Apoptosis maintains the healthy survival/death balance in metazoan cells. Defects in apoptosis can cause cancer autoimmunity, whereas enhanced apoptosis may cause degenerative diseases (38). Mitochondria have a notable role in the intrinsic pathway of mammalian apoptosis. In various types of cancer, inhibitors of apoptosis are highly expressed whereas apoptosis promoters are mostly inactivated, resulting in a certain degree of drug resistance. Thus, reactivation of the normal apoptosis response in cancer cells through regulating apoptotic regulators is a desirable treatment approach (39,40). Developing therapeutic approaches has involved modifying the activity of Bcl-2 family proteins to reactivate apoptosis, eradicating cancer cells (41–43). It is generally recognized that Bcl-2, regarded as an anti-apoptotic protein, was suppressed and pro-apoptotic proteins like Bax was overexpressed following cleavage of caspase-family proteins once cytochrome C was released from the mitochondria into the cytoplasm (44,45). Evidence indicates provided that baicalein and betulinic acid induced apoptosis in HeLa cells by downregulating Bcl-2 expression and upregulating that of expression and caspase-8. When HeLa cells were exposed to erianin, the apoptotic rate was increased and expression of Bax was upregulated, caspase-3 was activated and Bcl-2 levels reduced, which was consistent with the results of previous studies (46,47), indicating that apoptosis induced by erianin was associated with the activation of the proteolytic caspase family and the Bcl-2 family.

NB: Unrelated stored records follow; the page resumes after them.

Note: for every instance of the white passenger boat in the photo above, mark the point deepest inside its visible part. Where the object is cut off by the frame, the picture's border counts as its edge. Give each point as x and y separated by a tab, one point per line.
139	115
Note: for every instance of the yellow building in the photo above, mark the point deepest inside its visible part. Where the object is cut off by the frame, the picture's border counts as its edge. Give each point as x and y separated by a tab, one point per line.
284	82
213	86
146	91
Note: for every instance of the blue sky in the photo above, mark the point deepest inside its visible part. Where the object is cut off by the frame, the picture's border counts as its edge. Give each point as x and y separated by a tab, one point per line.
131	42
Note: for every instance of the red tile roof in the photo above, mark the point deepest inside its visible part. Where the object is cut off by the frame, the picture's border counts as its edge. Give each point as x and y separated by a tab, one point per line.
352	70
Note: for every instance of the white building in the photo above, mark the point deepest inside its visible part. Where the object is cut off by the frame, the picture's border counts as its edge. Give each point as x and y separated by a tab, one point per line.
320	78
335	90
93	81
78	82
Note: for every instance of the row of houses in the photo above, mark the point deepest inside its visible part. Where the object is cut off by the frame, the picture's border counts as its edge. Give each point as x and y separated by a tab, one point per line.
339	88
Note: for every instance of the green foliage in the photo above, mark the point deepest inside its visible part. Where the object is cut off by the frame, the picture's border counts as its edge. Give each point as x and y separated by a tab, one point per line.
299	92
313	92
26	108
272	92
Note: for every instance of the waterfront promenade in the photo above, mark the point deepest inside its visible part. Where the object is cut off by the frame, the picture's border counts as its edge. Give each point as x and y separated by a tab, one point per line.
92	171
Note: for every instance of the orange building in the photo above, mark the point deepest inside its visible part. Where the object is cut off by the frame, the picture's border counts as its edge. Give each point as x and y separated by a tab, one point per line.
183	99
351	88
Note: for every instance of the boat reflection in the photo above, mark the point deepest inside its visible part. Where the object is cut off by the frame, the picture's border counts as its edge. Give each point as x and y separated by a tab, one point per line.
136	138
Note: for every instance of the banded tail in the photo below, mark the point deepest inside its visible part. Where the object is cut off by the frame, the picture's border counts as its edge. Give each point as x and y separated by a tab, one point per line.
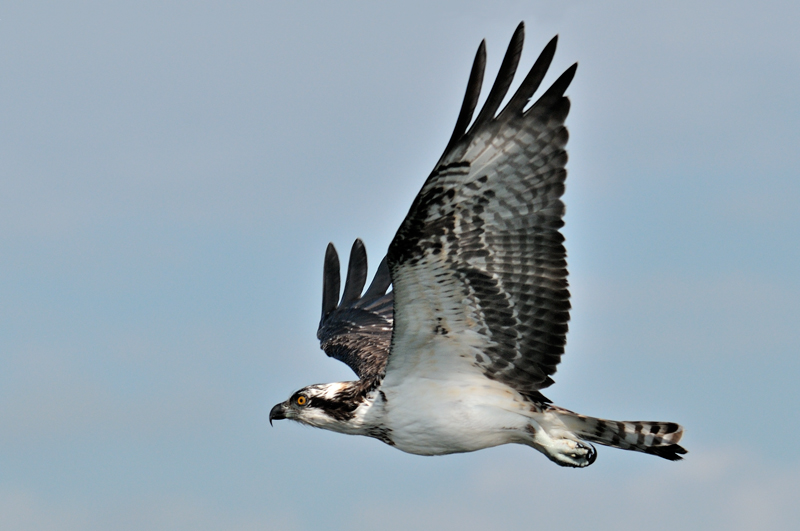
657	438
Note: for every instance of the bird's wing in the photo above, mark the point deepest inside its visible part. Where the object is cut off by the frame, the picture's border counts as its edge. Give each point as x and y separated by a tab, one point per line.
478	265
356	329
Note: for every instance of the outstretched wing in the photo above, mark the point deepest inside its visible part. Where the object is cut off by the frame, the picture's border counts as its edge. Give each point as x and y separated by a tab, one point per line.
356	330
478	265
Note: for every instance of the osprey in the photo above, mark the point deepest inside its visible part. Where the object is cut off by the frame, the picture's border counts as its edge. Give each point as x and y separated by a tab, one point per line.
454	358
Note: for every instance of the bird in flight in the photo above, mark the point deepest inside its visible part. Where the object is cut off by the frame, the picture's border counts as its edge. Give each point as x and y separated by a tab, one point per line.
455	356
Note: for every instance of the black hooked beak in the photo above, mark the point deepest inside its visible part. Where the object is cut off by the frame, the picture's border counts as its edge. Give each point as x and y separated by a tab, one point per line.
277	413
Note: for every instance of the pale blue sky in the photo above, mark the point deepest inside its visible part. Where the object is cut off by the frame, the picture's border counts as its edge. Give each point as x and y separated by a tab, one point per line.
170	176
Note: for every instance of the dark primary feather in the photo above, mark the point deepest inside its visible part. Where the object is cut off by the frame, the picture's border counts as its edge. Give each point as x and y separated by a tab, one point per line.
482	237
356	330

Paclitaxel exerts an anticancer function and has been manufactured into albumin-bound paclitaxel (nab-paclitaxel), which received US Food and Drug Administration approval for the treatment of metastatic breast cancer, non-small cell lung cancer and pancreatic cancer (48). The National Comprehensive Cancer Network recommends paclitaxel combined with carboplatin or cisplatin for treatment of recurrent or metastatic cervical cancer. Therefore, in the current study paclitaxel was used as positive control agent and was compared with erianin in terms of effects on HeLa cell proliferation, cell cycle and apoptosis. The results of this analysis revealed that erianin arrested progression at the G2/M phase and enhanced the apoptotic rate, similar to paclitaxel, indicating that erianin has the potential to serve as an anti-cervical cancer drug.

In conclusion, erianin is a promising anticancer compound, owing to its ability to inhibit growth of HeLa by arresting progression at the G2/M phase transition and inducing apoptosis. The potential mechanism of action involves regulation of the ERK1/2 signaling and mitochondrial pathways.